BEIJING, CHINA - China's decision this weekend to buy four Westinghouse nuclear reactors shows the continued attractiveness of U.S. technology but may also stir worries in Washington that America is selling its competitive advantage an industry at a time.

The transaction is also not big enough to make much of a difference in China's contribution to global warming or air pollution, as China's reliance on coal will continue to dwarf its use of nuclear energy in the years ahead, energy experts said.

The U.S. energy secretary, Samuel Bodman, and Ma Kai, the Chinese minister who oversees the National Development and Reform Commission, signed a memorandum of understanding in Beijing recently. The deal calls for China National Nuclear to buy the reactors from Westinghouse Electric, a company acquired by Toshiba, of Japan, this year.

Neither side announced a value for the reactors, but outside analysts have suggested that the total price might be $5 billion to $8 billion

Stephen Tritch, chief executive and president of Westinghouse, said that half of the value of the contract would be performed in China but that the work would nonetheless support 5,000 design, engineering and manufacturing jobs in the United States.

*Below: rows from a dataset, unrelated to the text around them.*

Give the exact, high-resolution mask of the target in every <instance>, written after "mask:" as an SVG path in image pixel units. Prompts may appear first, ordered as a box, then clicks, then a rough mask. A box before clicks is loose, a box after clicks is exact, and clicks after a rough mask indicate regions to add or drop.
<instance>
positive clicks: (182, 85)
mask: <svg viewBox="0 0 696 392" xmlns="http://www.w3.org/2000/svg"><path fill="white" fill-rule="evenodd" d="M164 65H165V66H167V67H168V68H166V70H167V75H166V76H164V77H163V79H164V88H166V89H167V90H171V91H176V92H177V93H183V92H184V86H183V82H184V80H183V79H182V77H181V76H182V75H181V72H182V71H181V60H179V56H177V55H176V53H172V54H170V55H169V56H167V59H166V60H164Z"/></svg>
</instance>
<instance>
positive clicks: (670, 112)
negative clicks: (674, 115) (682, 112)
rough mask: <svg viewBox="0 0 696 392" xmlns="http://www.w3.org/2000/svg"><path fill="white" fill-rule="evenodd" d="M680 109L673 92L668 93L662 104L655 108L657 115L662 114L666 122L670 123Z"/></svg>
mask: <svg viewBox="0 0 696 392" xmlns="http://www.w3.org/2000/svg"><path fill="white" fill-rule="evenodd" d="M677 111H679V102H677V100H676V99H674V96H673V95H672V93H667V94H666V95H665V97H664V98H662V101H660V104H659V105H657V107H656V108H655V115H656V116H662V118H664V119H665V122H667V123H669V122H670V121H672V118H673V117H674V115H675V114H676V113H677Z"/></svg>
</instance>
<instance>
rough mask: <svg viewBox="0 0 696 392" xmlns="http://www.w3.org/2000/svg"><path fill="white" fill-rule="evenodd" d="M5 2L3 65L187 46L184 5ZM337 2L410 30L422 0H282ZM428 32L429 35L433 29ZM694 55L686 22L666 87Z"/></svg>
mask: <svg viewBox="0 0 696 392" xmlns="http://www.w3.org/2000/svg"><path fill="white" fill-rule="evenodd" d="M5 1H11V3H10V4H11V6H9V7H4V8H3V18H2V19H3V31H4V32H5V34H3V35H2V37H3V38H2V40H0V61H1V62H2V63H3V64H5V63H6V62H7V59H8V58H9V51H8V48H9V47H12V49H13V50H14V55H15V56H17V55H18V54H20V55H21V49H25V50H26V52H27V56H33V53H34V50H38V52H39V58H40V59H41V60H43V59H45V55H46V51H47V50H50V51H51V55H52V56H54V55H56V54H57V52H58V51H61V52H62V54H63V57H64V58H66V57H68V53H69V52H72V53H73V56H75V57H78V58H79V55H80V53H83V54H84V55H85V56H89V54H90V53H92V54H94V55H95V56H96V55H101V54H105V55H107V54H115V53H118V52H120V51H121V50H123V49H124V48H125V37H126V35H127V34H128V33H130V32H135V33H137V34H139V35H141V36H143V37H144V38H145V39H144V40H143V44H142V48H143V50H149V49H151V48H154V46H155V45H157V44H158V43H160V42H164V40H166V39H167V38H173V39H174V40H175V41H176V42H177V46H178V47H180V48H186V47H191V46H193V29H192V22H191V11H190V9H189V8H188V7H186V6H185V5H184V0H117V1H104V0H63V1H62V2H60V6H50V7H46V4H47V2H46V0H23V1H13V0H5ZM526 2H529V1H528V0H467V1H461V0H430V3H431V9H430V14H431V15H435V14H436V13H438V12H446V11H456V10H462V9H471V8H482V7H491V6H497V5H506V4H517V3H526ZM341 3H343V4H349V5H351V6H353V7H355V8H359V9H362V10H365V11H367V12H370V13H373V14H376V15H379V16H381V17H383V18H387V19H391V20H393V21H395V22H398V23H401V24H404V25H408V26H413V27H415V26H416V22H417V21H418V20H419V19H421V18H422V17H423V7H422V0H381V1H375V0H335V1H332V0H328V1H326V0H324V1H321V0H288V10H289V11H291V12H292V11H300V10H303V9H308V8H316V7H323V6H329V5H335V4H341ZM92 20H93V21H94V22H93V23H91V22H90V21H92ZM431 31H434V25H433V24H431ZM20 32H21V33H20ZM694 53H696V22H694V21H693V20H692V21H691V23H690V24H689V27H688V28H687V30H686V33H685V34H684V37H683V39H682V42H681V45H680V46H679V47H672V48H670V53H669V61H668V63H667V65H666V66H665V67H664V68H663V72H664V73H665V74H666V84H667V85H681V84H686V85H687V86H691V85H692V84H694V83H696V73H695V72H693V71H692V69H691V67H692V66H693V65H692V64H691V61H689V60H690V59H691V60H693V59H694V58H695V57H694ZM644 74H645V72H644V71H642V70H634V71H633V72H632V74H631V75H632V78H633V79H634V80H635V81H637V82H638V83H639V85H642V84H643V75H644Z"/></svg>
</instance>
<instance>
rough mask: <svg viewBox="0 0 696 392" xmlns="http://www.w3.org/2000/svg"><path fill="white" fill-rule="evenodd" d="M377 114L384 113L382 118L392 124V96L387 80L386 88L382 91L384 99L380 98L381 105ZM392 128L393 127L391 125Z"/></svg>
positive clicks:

The extent of technology transfers also was not disclosed. But Tritch said the deal would make it possible for China to build future nuclear reactors with less help from overseas.

Bodman said at the signing ceremony, "The Chinese were very demanding." Vaughn Gilbert, a Westinghouse spokesman, said recently, "Technology transfer was a key element of our proposals, but we feel in this proposal and in others we have done that we do it in a way that is beneficial to the United States and to the countries in which we do business." Westinghouse prevailed in the bidding over Areva of France and AtomStroyExport of Russia. The Chinese government excluded General Electric, another big producer of nuclear reactors, when it decided early last year that it would buy pressurized water reactors in bidding this year and not the boiling water reactors that GE produces.

But GE has not given up in China and continues promoting its relatively new designs; the technology already produces 70 percent of Japan's nuclear energy.

China's purchase of U.S. nuclear technology could also stir security concerns in America, particularly after recent debates there over the Chinese oil company Cnooc's unsuccessful bid for Unocal and the Dubai company DP World's taking control of operations at U.S. ports. Those U.S. port operations were sold under U.S. political pressure.

But having a cabinet official like Bodman announce the deal could limit objections to the transaction, at least among Republicans on Capitol Hill, who have tended to be the most outspoken about technology transfers to China. The deal also was announced after the Congress adjourned for the year, which should mute political reaction.

American politicians may also be cautious about publicly criticizing the deal right away because of the possibility of an unspoken link between the nuclear technology deal and efforts by Treasury Secretary Henry Paulson Jr. to persuade China to allow faster appreciation of its currency, the yuan.

Michael Wessel, a commissioner of the United States-China Economic and Security Review Commission, which was created by the Congress to review bilateral relations, said that from the broad outlines of the deal, "it appears they are doing what other companies have done, which is to transfer the technology up front." But Tom Donnelly, another commissioner and a military specialist at the American Enterprise Institute, said that civilian nuclear reactors had very little military value for China, which has greater needs in miniaturizing its nuclear warheads and improving missile technology.

Westinghouse and its rivals still have a chance at further orders: the International Energy Agency predicted last month that Chinese nuclear power generation capacity would rise by 9,000 megawatts by 2015, to a total of 15,000 megawatts. The four reactors, which are to be completed by 2013, would each have a capacity of 1,100 megawatts.

But while the energy agency and others are advocating greater dependence on nuclear energy as a way to avoid the global warming gases emitted by burning fossil fuels, the reactor deal will do little to slow the rise in Chinese emissions. The agency projects that China will add 331,000 megawatts of coal-fired generating capacity by 2015, for a total of 638,000 megawatts. Such growth is the main reason China is expected to move past the United States in 2009 as the world's largest emitter of carbon dioxide, the main global warming gas.

Bodman announced separately in Beijing that Washington would collaborate with China in research on ways to make coal-fired plants more efficient and to capture and store the carbon dioxide released by the plants.